Puerta tapiada // #CuentoTallaS
Guillotinar.
Era el último inquilino del bloque. El resistente. El viejo y carcomido pilar.
Para entrar o salir del edificio tenía que apartar una chapa de metal –se había
rascado los brazos y las manos un par de veces– mientras, trabajosamente, metía
la llave en la puerta de madera, que en otros tiempos fue sólida y hermosa y
había ido degradándose por la falta de mantenimiento y el uso continuo. La
placa de acero era el último intento de la nueva propiedad de guillotinar el
acceso a la vivienda. El barrio antiguo estaba sometido a eso que los
sociólogos llamaban gentrificación y que en realidad era una centrifugación. El
precio al alza de los alquileres o de las viviendas en venta expulsaba a los
vecinos como el peine de púas de acero arrancaba los piojos de las caballeras
escolares. Él era, a ojos de los especuladores, un piojo, un ser diminuto,
voraz, maligno, chupóptero y cargado de sangre al que había que reventar con la
uña.
Astilla.
Era viejo como el portalón y sentía las articulaciones clavadas de astillas.

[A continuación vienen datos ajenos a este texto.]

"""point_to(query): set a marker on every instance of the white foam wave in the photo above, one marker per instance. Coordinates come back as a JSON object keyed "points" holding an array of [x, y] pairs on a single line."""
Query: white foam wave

Pagaba un alquiler de renta antigua y en eso consistía el argumento de los
matones para echarlo. Una vez el edificio estuviera vacío lo derribarían para
construir lofts o tríplex para los ricos y los nuevos
profesionales (o los nuevos profesionales ricos), que, cansados de habitar el
exterior ajardinado de la urbe, tenían prisa por reconquistar el centro. Les
resultaba incómodo tener que coger los coches de gran cilindrada para llevar a
cabo cualquier gestión. En la parte alta de la ciudad no había supermercados,
para desanimar y alejar a las clases medias.
Gárgola.
Los pudientes huyeron del centro y de las callejuelas empedradas porque los
nobles e historiados edificios que habitaron sus familias quedaron encajonados
y eran insalubres y los terciopelos se pudrían y los escudos de armas se
oxidaban. Se largaron a la montaña, donde se respiraba mejor, y sus viviendas
fueron tabicadas y el lugar que había ocupado una sola familia se convertió en
el hogar de diez. Los palacios, adecuadamente compartimentados, pasaron a ser
mini viviendas. Las palomas cagaban en las gárgolas. Esos tiempos acabaron y,
conquistadoras, las grandes familias repoblaban el centro para glorificar a sus
antepasados y porque las tiendas pijas estaban más cerca.
Artrosis.
Era verano, vestía manga corta y se había rajado –sin que la sangre llegara a
salir– al cruzar la chapa. Una raya roja le atravesó la muñeca derecha como si
fuera la línea punteada de un paquete abrefácil. Cargaba una bolsa de plástico
con dos latas de atún, un paquete de macarrones y otro de arroz. Subió las
escaleras. Puerta tapiada. Puerta tapiada. Puerta tapiada. Puerta tapiada. Olor
a mil familias. Puerta tapiada. Puerta tapiada. Salía poco de casa porque temía
que un mañana, a su regreso, los albañiles de la inmobiliaria hubieran alzado
una pared para impedir la entrada. Durante el último tramo de escalera, que
subía con la lentitud de las estatuas por culpa de la artrosis, el corazón llamaba
para salir. Todo en orden. La puerta seguía en su sitio sin obstáculos a la
vista. Entró y el silencio lo saludó. Todas las familias se habían ido; unas,
intimidadas; otras, por el fin de los contratos. También había habido
fallecimientos de ancianos de pergamino. Él era el último bicho. Le constaba
que así los llamaban en clave. Se vende edificios con bichos
quería decir que había inquilinos.
Faraón. Se
despertó con el timbre, calambrazos en el aire. Arrastrando los pies, en pijama
y zapatillas, se acercó a la puerta y los vio por la mirilla: supo que había
llegado la hora. Vio a dos hombres. Aporrearon la puerta: “Oiga, oiga, ¿hay
alguien?”. Durante un rato siguieron llamando al timbre y a la puerta. Después
los oyó trabajar, y silbar. Sabía que tapiaban la puerta. Escuchó el movimiento
de la paleta sobre los ladrillos. Se sentó en una butaca del comedor dispuesto
a morir. Había vivido como un obrero, pero lo enterrarían como a un faraón. No
estaba seguro de tener tiempo de convertirse en momia.